Ein entgleister Zug zwischen Plettenberg und Werdohl sorgt für erhebliche Einschränkungen im Bahnverkehr in Nordrhein-Westfalen, insbesondere in Köln. Pendler müssen mit Ausfällen und Umleitungen auf mehreren Strecken rechnen.
Zugentgleisung in NRW: Massive Auswirkungen auf den Bahnverkehr in Köln

Ein entgleister Zug zwischen Plettenberg und Werdohl hat seit Dienstag erhebliche Auswirkungen auf den Zugverkehr in Nordrhein-Westfalen. Die daraus resultierende Streckensperrung führt auch in Köln zu tagelangen Einschränkungen.
Die Deutsche Bahn hat auf ihrer Plattform „zuginfo.nrw“ mitgeteilt, dass die Sperrung nicht nur den Güterverkehr, sondern auch den Personenverkehr stark beeinträchtigt. Insbesondere die Regionalexpress-Linie RE34 sowie die Regionalbahn-Verbindung RB91 fallen aus. Zudem müssen Züge über die Strecke zwischen Siegen Hauptbahnhof, Troisdorf und Köln Hauptbahnhof umgeleitet werden, was zu weiteren Verspätungen und Teilausfällen führt.
Auswirkungen auf den S-Bahn-Verkehr in Köln
Der S-Bahn-Verkehr ist besonders betroffen. Die Züge der S19 fahren seit Mittwochmorgen nicht mehr auf der gesamten Strecke, sondern beginnen und enden in Köln Messe/Deutz oder Troisdorf.
„Die Folge sind Teilausfälle zwischen Köln Messe/Deutz bzw. Troisdorf und Blankenberg (Sieg),“
erklärte die Deutsche Bahn.
Reisende werden gebeten, auf die Verbindungen der Linien RE9 oder S12 auszuweichen. Es wird jedoch darauf hingewiesen, dass die RE9-Züge nicht alle Zwischenhalte der S19 bedienen. Passagiere, die auf diese angewiesen sind, können die S12 nutzen. Die Verantwortlichen rechnen mit einem erhöhten Fahrgastaufkommen auf den betroffenen Linien.
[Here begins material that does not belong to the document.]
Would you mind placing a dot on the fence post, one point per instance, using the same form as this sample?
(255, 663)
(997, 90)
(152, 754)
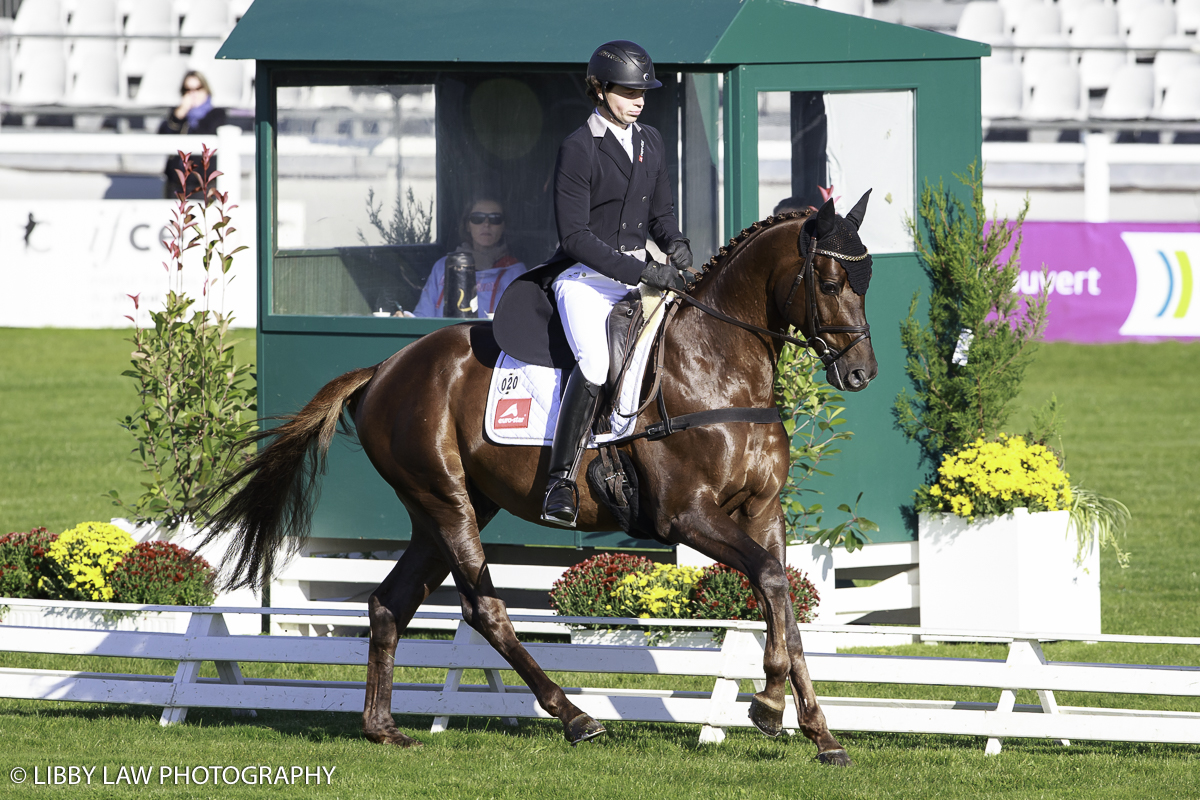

Ungewisse Dauer der Einschränkungen
Derzeit ist unklar, wie lange die Einschränkungen andauern werden. Die Strecke zwischen Werdohl und Plettenberg ist seit Dienstag gesperrt, und erste Schätzungen der Bahn deuten darauf hin, dass die Einschränkungen in Köln bis zum Nachmittag anhalten könnten. Die Verantwortlichen haben angekündigt, zeitnah Informationen bereitzustellen, sobald die S19 wieder regulär fährt.
Fahrgäste werden aufgefordert, ihre Reiseroute vorab online zu überprüfen und gegebenenfalls mehr Zeit für ihre Fahrt einzuplanen.
Zusätzlich kommt es aufgrund einer erneuten Vollsperrung im Streckenabschnitt zwischen Köln, Wuppertal und Hagen seit dem vergangenen Freitag zu erheblichen Einschränkungen im Regional- und Fernverkehr. Diese Vollsperrung ist die letzte größere Maßnahme, bevor die Generalsanierung des Streckenabschnitts im Juli abgeschlossen sein soll.
Quellen: t-online
Bildquelle: Andrew Bone from Weymouth, England via Wikimedia Commons (CC BY 2.0)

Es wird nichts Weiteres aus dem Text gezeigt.